Mature shrubs should be fertilized once per year using a slow release fertilizer; good old NPK plus micronutrients. I'd use OSMOCOTE 14-14-14. Simple and sure. Once per year should be plenty. What are you using for mulch? What kind of soil? Have you ever had a soil test? If not go get one. It will tell you what your soil has in abundance and what your soil is lacking. That is the best way to be responsible and to not take chances with fertilizer or any 'additives'. Over fertilization is a QUICK and SURE kill.

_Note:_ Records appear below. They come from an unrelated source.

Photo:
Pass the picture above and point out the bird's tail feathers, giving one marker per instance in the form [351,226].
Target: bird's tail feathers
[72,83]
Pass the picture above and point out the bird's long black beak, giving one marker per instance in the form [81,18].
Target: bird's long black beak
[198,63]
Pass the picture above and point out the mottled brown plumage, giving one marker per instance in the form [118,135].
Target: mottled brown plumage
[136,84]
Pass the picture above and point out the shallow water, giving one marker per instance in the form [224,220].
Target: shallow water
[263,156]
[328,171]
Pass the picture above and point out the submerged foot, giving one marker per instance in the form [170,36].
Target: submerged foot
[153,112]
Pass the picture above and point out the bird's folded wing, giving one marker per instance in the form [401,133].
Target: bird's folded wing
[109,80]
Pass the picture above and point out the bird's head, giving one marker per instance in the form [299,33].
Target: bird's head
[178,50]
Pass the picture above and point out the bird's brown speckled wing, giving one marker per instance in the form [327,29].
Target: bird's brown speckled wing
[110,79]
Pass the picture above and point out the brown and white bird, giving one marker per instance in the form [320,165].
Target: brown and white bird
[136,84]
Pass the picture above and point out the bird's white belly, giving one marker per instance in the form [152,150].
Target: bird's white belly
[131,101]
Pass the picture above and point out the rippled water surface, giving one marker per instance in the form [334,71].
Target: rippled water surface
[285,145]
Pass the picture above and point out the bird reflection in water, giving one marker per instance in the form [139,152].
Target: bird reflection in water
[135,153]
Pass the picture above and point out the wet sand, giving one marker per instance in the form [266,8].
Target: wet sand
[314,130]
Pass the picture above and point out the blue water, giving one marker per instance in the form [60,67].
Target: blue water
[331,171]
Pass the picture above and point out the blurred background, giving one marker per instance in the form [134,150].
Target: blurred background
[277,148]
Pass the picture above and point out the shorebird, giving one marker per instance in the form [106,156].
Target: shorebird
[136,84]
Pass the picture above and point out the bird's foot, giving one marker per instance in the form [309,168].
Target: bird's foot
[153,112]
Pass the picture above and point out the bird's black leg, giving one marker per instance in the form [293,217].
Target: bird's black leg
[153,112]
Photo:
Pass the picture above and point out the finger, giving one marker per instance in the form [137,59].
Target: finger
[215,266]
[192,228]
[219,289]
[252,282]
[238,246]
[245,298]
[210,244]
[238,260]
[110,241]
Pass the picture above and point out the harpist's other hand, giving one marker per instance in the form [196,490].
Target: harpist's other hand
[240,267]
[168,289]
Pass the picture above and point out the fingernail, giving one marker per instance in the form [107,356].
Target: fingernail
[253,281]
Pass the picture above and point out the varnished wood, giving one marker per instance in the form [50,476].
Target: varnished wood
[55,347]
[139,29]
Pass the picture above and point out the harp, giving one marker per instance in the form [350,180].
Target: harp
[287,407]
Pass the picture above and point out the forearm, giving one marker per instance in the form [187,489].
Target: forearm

Where the heck is this 'no fertilizer' campaign coming from? Chemicals are chemicals no matter 'synthetic' or 'organic'. All the same. Free or very inexpensive soil tests can be done through your Cooperative Extension Service of your closest University. Pesticides are different. Fertilizer in no way is in the same category; herbicide, fungicide, pesticide...these kill certain forms of life that essentially got out of control because someone used a pesticide and killed off all beneficials that controlled a few organisms or their manual techniques of watering or pruning caused a problem and pesticides are a Band Aid. Fertilizer is critical chemistry plants have to have to survive. Too little is bad and a little too much is even worse. We humans strip away topsoils with some of these necessary chemicals and thus WE have to replace them. Or make your yard a parking lot of asphalt.